Chapter 17
I spend the next week cleaning at the boulangerie , getting up early, drinking my coffee and looking out over the lake.
Most days, Geneviève arrives to fish. We greet each other, share a coffee as she sets up her seat for the day, and I leave with my bucket of cleaning products and drive the short distance to the village square.
As I get out of the car each morning, I raise a tentative hand to Laurent as he sets tables and chairs outside the tabac , which I’m pretty sure will stay fairly unused, apart from the three pétanque players, ushered out of their houses for the day by their wives.
I also make a point of bending to stroke the little cat that wanders over to greet me from the direction of the mairie every morning.
I open the door to the boulangerie and the bell above it rings. Already my neighbour upstairs is banging on her floor, telling me to keep the noise down.
I sigh. ‘I’m going to have to take you down if I’m to get any peace,’ I say to the bell. I look around for something to stand on. A chair or a table. It’s been a long time since I’ve done something like this.
I see one in the scullery, a square, dark wood table, and haul it towards the door, half lifting, half dragging it across the polished tiles, so as not to incur any more complaints from the woman upstairs, followed by a volley of barks from her small dog.

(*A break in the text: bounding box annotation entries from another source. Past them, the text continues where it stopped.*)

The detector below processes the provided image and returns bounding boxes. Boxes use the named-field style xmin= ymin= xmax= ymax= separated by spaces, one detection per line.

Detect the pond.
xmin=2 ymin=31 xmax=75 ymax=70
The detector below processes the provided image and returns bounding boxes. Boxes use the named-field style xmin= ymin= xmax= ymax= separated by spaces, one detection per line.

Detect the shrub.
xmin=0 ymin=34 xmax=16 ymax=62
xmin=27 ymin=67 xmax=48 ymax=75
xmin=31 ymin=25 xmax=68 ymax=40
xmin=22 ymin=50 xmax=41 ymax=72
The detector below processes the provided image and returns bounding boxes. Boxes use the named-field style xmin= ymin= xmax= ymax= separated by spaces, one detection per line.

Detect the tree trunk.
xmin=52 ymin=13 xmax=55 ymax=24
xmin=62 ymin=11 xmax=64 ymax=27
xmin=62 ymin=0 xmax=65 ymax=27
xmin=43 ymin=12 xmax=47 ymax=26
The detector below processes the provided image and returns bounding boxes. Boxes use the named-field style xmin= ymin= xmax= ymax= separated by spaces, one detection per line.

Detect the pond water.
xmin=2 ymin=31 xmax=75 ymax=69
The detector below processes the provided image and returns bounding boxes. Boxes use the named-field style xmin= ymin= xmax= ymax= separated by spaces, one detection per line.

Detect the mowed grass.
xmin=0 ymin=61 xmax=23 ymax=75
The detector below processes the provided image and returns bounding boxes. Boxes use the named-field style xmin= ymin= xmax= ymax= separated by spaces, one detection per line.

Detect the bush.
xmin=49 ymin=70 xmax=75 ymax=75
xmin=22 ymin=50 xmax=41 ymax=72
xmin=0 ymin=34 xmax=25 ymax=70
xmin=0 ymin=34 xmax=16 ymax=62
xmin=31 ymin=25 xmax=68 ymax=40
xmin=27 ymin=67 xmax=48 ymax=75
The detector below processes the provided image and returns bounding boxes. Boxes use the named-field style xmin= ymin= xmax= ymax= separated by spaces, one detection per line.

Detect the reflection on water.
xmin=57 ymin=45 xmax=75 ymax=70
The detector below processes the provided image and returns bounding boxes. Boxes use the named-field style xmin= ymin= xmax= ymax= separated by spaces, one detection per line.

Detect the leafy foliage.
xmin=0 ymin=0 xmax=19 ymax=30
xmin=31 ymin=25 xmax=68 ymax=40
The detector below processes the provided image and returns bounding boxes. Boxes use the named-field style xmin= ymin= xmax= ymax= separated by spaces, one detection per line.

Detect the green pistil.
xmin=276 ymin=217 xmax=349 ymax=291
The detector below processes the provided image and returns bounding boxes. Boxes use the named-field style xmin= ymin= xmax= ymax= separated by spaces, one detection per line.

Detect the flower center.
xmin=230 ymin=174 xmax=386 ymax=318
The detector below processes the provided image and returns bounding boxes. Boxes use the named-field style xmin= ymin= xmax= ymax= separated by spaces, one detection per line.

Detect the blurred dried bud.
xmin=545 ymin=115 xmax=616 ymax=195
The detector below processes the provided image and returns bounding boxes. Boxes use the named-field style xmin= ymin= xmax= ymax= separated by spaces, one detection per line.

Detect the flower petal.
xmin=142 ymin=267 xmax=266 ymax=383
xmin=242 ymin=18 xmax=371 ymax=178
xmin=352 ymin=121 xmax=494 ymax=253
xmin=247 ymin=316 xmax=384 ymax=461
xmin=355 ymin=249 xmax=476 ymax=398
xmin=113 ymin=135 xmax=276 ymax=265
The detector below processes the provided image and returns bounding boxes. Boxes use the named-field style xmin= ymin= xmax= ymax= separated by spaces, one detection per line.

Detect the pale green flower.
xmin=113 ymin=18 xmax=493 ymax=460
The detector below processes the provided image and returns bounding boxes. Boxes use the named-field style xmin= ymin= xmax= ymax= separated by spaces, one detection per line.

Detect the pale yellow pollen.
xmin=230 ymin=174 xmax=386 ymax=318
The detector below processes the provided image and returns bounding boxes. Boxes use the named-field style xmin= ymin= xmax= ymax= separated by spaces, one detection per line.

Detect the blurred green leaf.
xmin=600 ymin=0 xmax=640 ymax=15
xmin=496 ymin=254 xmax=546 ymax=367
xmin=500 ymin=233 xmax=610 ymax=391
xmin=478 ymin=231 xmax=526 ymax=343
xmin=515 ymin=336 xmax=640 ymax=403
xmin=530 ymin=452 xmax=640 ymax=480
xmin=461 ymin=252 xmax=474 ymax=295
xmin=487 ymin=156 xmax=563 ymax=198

I stare at the table. Years ago, I would have climbed onto it and got on with the job, like the time Christmas dinner set off the smoke alarms, scaring the living daylights out of the children and my mother.
Pete’s mother tutted and Pete asked if he should call the fire brigade.
I said no, and handed him a tea-towel, one each to the children, and told them to waft it at the smoke alarm.
I grabbed a chair from the dining room, climbed onto it and removed the battery.
Everything went immediately silent, and the children ran around waving their tea-towels above their heads for the next half-hour while Pete’s mother told him how brilliant he’d been to sort out the problem.
Just like back then, I’m dealing with this problem solo.
I get a chair and put it against the table.
I’m more cautious than I would have been at home.
I step onto the chair first – it wobbles and I grip the back, then slowly lift my left foot to join the right.
I’m crouched unsteadily on the chair, wondering whether to get down and leave it or keep going.
I glance out and see Laurent watching me from the other side of the square.
He’s standing, a chair in hand, putting them out in the sunshine.
I may be crouched on a chair, but my pride is refusing to let me get down.
I straighten and step up to the table. One foot, and then I have to take the leap of faith to get both feet on the table.
I straighten and am face to face with the little brass bell.
I unhook it from over the door. Hopefully, now, there will be less banging from the neighbour.
I look at Laurent who has carried on setting out his tables and chairs. I did it. I didn’t need help. I’m doing this on my own. Little victories, I tell myself. One day at a time. I can do this.
I look down at the floor and my head swims. That’s new.
I’ve never felt that before. I peer up at the door frame and pretend I’m checking for cleanliness while I try to work out how to get down …
or at least wait until Laurent has gone back inside and I can do it as clumsily as I like.
And I do. Once he goes back into the little bar, I crouch on the table, grab the back of the chair and sit down heavily, then shimmy off the table and onto the floor, jarring my knees.
Not so much the woman I used to be, but the one I am today. And that’ll do me.
I pull the table and chair into the window bay, in front of the old oven that’s just for decoration now, and in front of the net curtains I’ve washed and rehung across the window.
I put the bell next to the till. The shop and kitchen are spotless, and I can’t put it off any more. I have to bake bread and make sure it’s good. Laurent’s words ring in my head: if you make decent bread, I’m sure people will come.
I look at the ovens in the bakery behind the counter.
With the kitchen clean and sparkling and work at the mill on hold, today is the day. I need to actually start baking.
It’s just four ingredients: flour, water, yeast and salt.
I can do this.
I prop my phone against the bag of flour I bought at the out-of-town supermarket and follow the YouTube video.
Maybe I can’t , a voice says in my head.
And then I think of Claude. O h yes I can .
I think of Jake, me telling him about every journey starting with the first step.
I think of Annie and her determination to get well enough to visit me here.
I can do this, and I’m going to! I get out the ingredients, begin weighing them, then remember why I’m doing this.
I’m doing it because of Claude, because of Annie. And because I can.
I measure everything carefully, following the instructions on my screen to the letter.
‘Every journey starts with the first step,’ I repeat, as I bring the ingredients together and start to work the dough, ready to bake the next day.
I’m in my own world, enjoying the peace in the privacy of the kitchen.
Maybe there’s something to be said for being invisible after all, left to enjoy yourself, finding your purpose.